Die Vorsicht der Autoren des Speicherpapiers gegenüber den E-Autospeichern dürfte zum einen in der Dynamik des Marktes begründet sein. Möglicherweise wollen sie sich auch aus dem Streit der Autokonzerne über das wieviel und wann der E-Mobilität heraushalten. Darüber hinaus existiert aber auch noch eine Rechtslage, wonach der Betrieb von Stromspeichern durch Netzbetreiber nur zulässig ist, wenn diese sich nicht im Eigentum der Netzbetreiber befinden. Die Zukunft der ehemaligen Entflechtungsregeln scheint eine unklare Gemengelage, die garantiert keine Baustelle für eine BNetzA darstellt. Stattdessen konzentriert sich das Speicherpapier darauf, dass dezentralen Heimspeichern und einem dezentralen Speichermanagement angesichts ihrer geringen Bedeutung zur Netzstabilisierung keine Sonderrolle und keine Abgabenentlastung zugestanden werden sollte. Diese Haltung widerspricht der in der EU-Richtlinie vorgesehenen Befreiung der Heimspeicher vor einer Doppelbelastung mit Abgaben.

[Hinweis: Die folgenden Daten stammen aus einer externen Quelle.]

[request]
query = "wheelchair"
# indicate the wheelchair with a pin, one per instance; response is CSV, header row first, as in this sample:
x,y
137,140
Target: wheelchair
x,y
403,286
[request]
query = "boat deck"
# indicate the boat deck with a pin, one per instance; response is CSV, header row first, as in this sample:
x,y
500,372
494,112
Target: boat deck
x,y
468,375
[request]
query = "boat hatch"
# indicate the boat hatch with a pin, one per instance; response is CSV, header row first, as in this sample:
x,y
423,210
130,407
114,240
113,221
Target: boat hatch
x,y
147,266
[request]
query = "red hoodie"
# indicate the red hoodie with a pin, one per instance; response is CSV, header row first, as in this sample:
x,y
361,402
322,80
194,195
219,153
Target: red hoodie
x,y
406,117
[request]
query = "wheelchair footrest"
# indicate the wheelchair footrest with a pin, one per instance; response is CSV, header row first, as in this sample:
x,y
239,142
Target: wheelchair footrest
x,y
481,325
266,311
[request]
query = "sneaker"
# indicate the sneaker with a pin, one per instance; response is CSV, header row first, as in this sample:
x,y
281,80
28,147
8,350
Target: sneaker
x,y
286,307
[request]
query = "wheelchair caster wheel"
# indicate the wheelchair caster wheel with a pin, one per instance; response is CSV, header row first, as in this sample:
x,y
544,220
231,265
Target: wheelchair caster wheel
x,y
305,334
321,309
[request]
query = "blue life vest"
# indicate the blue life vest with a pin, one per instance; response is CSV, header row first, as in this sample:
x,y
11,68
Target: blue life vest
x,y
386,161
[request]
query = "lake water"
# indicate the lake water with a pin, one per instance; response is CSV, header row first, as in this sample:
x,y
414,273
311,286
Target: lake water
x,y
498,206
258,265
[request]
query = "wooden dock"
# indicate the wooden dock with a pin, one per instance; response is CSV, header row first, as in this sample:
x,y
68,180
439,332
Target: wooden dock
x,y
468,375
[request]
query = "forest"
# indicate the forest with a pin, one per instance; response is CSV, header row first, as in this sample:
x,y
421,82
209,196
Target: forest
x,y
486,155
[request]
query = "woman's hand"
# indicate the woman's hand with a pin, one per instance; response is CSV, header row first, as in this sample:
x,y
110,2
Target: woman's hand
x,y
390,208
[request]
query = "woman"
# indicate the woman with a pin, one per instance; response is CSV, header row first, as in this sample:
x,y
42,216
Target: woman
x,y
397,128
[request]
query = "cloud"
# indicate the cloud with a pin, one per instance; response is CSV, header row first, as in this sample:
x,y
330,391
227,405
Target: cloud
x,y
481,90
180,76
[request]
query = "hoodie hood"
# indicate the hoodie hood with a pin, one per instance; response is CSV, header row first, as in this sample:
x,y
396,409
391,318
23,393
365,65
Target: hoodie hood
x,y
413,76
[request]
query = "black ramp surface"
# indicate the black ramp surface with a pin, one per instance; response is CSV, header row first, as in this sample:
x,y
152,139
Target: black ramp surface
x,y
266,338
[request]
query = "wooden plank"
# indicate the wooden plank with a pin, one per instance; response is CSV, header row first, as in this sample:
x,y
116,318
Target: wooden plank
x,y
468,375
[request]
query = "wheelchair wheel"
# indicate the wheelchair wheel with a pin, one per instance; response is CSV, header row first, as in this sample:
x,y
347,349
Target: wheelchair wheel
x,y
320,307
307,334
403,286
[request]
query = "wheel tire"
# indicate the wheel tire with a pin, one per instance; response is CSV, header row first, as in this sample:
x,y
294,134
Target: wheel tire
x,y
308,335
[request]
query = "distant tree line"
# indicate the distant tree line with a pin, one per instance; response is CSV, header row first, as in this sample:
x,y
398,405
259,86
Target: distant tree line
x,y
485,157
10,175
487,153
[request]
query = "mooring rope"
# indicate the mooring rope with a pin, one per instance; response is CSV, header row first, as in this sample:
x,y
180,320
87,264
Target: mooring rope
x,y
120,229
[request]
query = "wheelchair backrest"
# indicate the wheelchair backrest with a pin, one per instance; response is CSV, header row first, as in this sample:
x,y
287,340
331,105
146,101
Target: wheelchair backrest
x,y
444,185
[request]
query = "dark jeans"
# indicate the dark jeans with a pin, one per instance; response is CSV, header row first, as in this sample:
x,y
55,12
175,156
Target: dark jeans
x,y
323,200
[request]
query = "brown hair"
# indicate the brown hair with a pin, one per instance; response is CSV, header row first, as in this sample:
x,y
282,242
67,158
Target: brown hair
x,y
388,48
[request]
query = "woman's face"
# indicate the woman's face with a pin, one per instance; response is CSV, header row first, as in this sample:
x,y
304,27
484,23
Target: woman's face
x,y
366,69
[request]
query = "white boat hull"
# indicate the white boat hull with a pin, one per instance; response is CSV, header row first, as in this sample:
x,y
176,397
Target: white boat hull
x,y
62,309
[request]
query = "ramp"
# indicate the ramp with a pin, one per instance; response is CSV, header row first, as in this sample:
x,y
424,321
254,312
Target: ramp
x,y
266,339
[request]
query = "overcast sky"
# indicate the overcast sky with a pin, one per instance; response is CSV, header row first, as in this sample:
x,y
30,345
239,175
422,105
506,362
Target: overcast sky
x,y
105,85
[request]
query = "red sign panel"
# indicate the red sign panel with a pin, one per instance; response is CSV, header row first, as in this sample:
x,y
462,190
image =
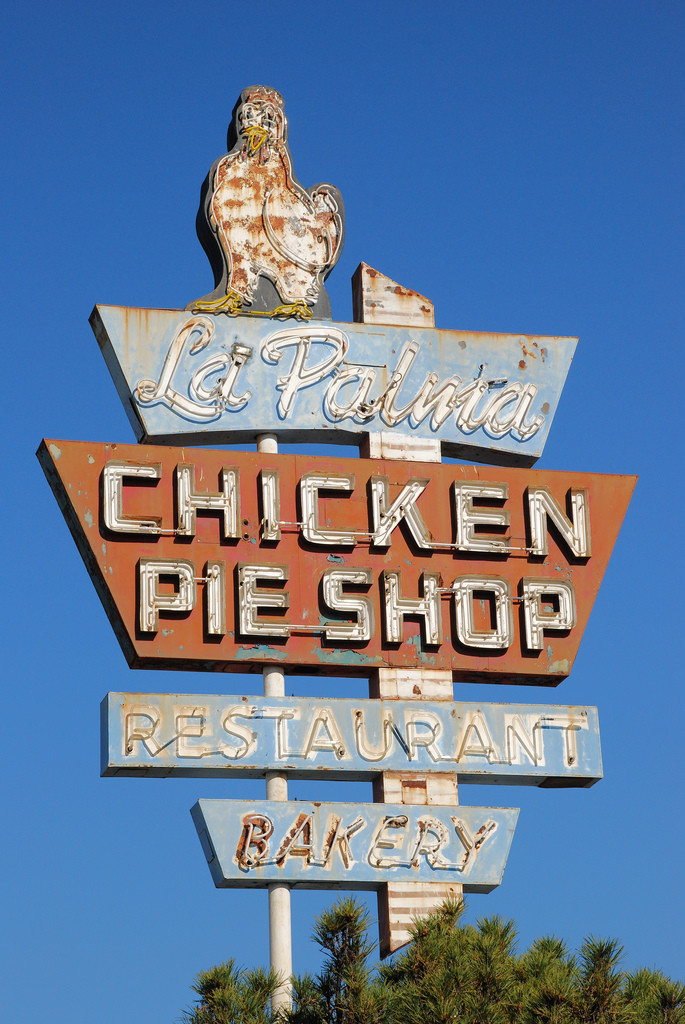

Bei der bilanziellen Betrachtung von Stromspeichern geht man konsequent davon aus, dass die Ladung des Speichers immer mit Netzstrom zu erfolgen habe, auch wenn dieser mit in einer am selben Hausanschluss betriebenen PV-Anlage gekoppelt sei. Wie bei der Argumentation zum Prosumer-Modell führe der Stromspeicher bilanziell nach den Regeln des Strommarktes zu einer Doppelbelieferung des Anschlussnehmers durch den Energielieferanten und zu Kosten durch Regelenergieeinsatz. Das Papier kommt zu dem Schluss: „Für eine Gleichbehandlung („level playing field“) der Stromspeicher mit anderen Stromerzeugungstechnologien müssten die Betreiber der Stromspeicher den Strom, den sie für die Einspeicherung verbrauchen, ebenfalls ohne weitere Vergünstigung am Strommarkt erwerben. Die Speicherbetreiber müssten Netzentgelte, Umlagen, Steuern und Abgaben auf diesen Strom zahlen“. Es ginge nicht an, wenn die Refinanzierung von Heimspeichern durch die Einsparung von Abgaben, insbesondere Netzentgelten, begünstigt würde.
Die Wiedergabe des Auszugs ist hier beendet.